Alors qu'une tempête se lève sur la baie de Mor braz, une jeune femme restée à Belle île s'inquiète pour son fiancé parti en mer pêcher la sardine. Elle se rend au phare s'enquérir de la météo, mais les gardiens ne sont guère rassurants. Sa grand-mère lui parle alors des temps jadis où les siffleurs de vent étaient capables de calmer les tempêtes. Un vieil homme de l'île, le père Floch, était dit-on l'un de ces tempestaires. La jeune fille se rend chez lui et le supplie d'avoir une dernière fois recours à sa magie...

Analyse et critique

Si Jean Epstein s'est trouvé peu à peu repoussé à la marge du cinéma - que ce soit à cause de l'insuccès de ses films ou le fruit d'une démarche volontaire - la guerre marque un véritable arrêt dans sa carrière. A cause de leur nom et de leur origine polonaise, les Epstein sont rapidement suspects aux yeux de l'occupant et de la police française qui brille alors étonnamment pour son efficacité. Jean est ainsi radié de la profession cinématographique sur décision de la préfecture de police et n'a plus l'autorisation de tourner. Il s'installe avec sa sœur en France libre et travaille pour la Croix-Rouge, au service de l'aide aux prisonniers. Le domicile familial de Viroflay (dans les Yvelines) est confisqué et pillé par les Allemands, et Jean et sa sœur Marie son arrêtés par la Gestapo, échappant de peu à la déportation grâce à l'intervention de la Croix-Rouge.

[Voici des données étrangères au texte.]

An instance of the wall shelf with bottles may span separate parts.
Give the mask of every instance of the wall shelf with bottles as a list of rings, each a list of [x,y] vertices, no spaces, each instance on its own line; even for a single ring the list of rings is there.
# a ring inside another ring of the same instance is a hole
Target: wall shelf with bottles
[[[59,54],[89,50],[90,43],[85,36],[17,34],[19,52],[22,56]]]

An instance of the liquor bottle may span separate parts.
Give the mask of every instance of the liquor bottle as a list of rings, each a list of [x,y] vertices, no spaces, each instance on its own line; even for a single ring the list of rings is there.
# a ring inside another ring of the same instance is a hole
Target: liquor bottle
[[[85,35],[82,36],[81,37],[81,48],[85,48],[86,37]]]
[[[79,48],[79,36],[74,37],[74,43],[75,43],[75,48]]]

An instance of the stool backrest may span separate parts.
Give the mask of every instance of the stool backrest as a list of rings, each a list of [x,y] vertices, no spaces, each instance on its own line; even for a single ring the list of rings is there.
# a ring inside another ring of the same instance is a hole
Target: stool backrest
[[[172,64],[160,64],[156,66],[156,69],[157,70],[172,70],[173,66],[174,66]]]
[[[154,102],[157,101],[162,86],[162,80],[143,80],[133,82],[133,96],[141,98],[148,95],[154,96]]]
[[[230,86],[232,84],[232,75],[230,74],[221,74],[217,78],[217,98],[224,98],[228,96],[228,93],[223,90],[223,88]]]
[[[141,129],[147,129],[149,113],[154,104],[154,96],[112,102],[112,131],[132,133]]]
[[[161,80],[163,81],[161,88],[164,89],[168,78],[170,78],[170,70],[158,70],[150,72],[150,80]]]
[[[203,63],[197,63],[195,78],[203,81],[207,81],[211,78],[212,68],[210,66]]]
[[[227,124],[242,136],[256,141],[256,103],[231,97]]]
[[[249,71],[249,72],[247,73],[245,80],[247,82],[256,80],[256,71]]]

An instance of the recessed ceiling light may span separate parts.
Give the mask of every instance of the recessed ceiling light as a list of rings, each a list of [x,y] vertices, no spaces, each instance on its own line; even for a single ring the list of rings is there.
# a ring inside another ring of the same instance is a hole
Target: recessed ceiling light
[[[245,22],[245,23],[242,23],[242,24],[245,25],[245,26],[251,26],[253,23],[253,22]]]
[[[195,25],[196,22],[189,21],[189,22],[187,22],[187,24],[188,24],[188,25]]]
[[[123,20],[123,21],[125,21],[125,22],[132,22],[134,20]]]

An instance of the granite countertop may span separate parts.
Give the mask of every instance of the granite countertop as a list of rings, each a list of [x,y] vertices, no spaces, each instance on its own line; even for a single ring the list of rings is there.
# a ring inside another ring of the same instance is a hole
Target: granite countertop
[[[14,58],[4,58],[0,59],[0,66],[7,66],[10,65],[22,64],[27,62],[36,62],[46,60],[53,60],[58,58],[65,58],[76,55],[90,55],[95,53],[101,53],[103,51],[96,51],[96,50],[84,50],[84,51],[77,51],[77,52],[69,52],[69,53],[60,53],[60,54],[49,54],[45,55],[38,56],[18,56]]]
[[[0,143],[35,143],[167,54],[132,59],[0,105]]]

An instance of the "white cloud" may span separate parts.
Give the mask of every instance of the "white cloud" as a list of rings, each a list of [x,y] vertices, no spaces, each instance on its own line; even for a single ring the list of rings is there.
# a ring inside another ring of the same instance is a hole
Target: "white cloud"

Après la Libération, Epstein donne des cours à l'IDHEC et écrit de nombreux articles et des livres où il développe et enrichit ses réflexions sur le cinéma, le plus notable étant le passionnant Intelligence d'une machine en 1946, texte qu'il complète et enrichit en 1947 avec Le Cinéma du Diable. La même année, il fait son retour derrière la caméra avec la réalisation du prologue de La Bataille de l'eau lourde de Jean Dréville et c'est également en 1947 qu'il revient en Bretagne et qu'il peut s’atteler à la réalisation du Tempestaire, projet qu'il caresse depuis longtemps mais qui n'a pu voir le jour à cause de la guerre. Dès la Libération, Epstein a essayé de monter ce film, mais sans succès, aucun producteur ne s'intéressant alors à ce projet. C'est finalement grâce au soutien du fidèle Nino Constantini que le film peut se faire, son acteur du Double amour et de Mauprat ayant monté sa société de production Film-Magazine. Constantini montre le scénario à Bluette Christin-Falaize, propriétaire de la maison de distribution Le Trident, qui est emballée. L'association entre la petite maison de production et le distributeur permet à Epstein de tourner ce film qu'il traîne dans sa besace depuis dix ans.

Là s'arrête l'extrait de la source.